Mueller went further saying in the interest of fairness, charging a sitting President would deny due process. Due process of course is the constitutional right of every American citizen to have the “state” respect legal rights which include the right to a speedy and public trial.
Why would charging Trump deny him due process? Because there are no courts to which the President can turn for redress. Why? Because our legal system does not assign courts to handle this type of “crime.” Why? Here’s the main point: our Founders made it abundantly clear that it is the sole responsibility of CONGRESSthrough the process of IMPEACHMENT to address presidential abuse of power. The House draws up “articles of impeachment” (indicts) and the Senate holds the trial. Not Mueller, his investigative team, the Attorney General, Supreme Court nor any court in the land has the power, authority and duty to investigate, charge and try presidential abuses of power. The responsibility rests solely with Congress.

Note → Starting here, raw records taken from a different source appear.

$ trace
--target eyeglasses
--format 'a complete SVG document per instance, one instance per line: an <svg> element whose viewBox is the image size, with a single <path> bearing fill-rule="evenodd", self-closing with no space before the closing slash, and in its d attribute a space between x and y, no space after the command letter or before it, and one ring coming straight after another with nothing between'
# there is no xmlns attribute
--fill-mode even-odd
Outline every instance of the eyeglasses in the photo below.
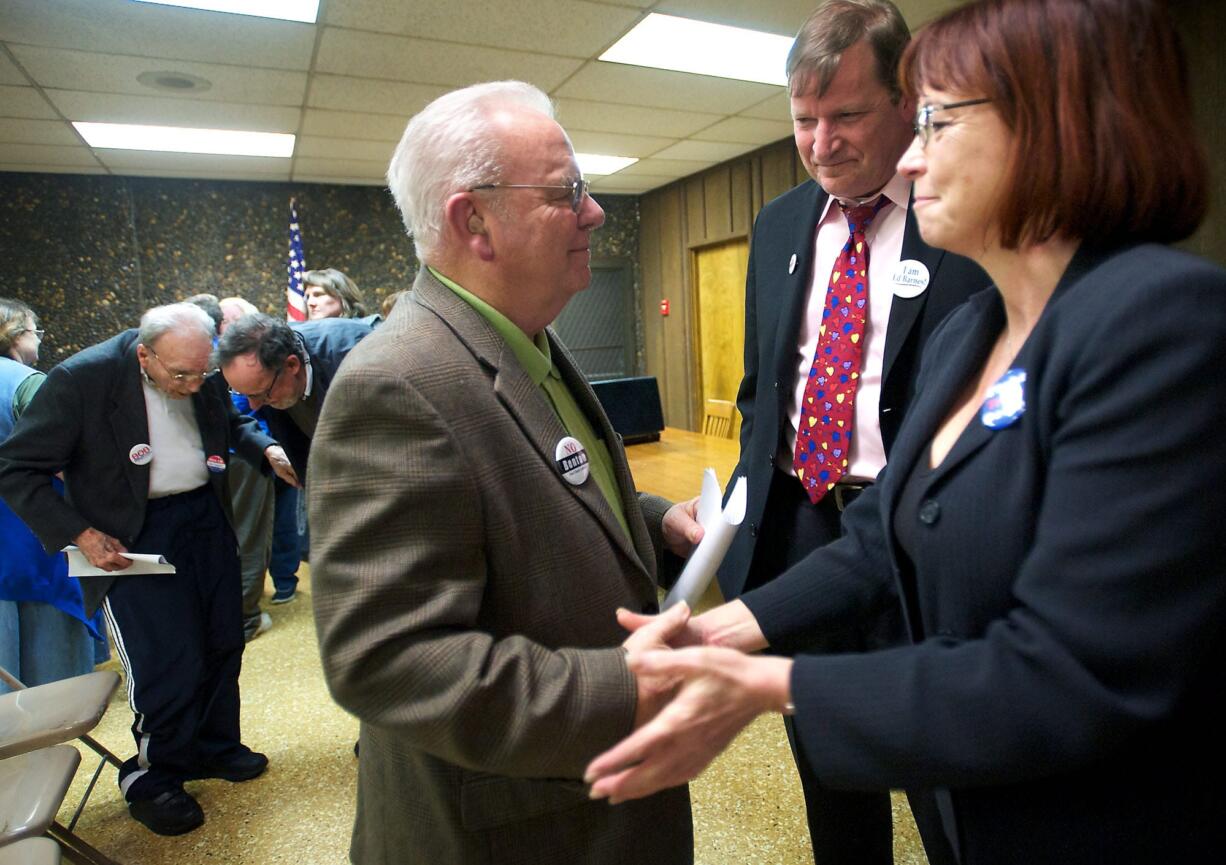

Given both legal and constitutional constraints Mueller’s “double-negative” legalese conclusions can be better understood:
“If we had confidence after a thorough investigation of the facts that the President clearly did NOT commit obstruction of justice, we would so state.” And,
“while this report does NOT state outright “the President did not commit a crime,” it also DOES NOT EXONERATE him.”
How then to proceed?
Mueller’ work began in complicated times, a time where social and political forces challenge and even threaten what remains of our democratic philosophy and institutions. With norms and rules of expected behavior and shared belief falling to the wayside at a record pace, we can only hope our institutions will hold against the daily assault. There will be no going back.
The Special Prosecutor placed his trust in our legal system and the Constitution. He framed his investigation in a way he thought safe and unimpeachable, a path based on Supreme Court precedent that governs “separation of powers.” Mueller gave a somber nod to the fact that only Congress has the Constitutional authority to try and convict a sitting president.
The Mueller team would investigate and turn the investigation over to Congress. The only problem? There was a newly hired Attorney General, William Barr, who took Mueller’s report and, before you and I could look at it, launched his own narrative and conclusion upon the tide of public opinion.
We continue to reel with confusion over Barr’s act of obstruction.
As the investigation began, the President agreed to answer written questions on certain Russia-related topics. He did not agree to provide written answers to questions on obstruction or questions on events during the transition to his inauguration.
The Special Investigator had the authority and legal justification to issue a grand jury subpoena to obtain the President’s testimony, but they chose not to. With Trump’s litigious character, the delay in the investigation was not worth it. Mueller also believed they had enough evidence to understand relevant events and make certain assessments without the President’s testimony. This was based on the significant body of evidence they had already obtained of the President’s actions and public and private statements describing or explaining those actions.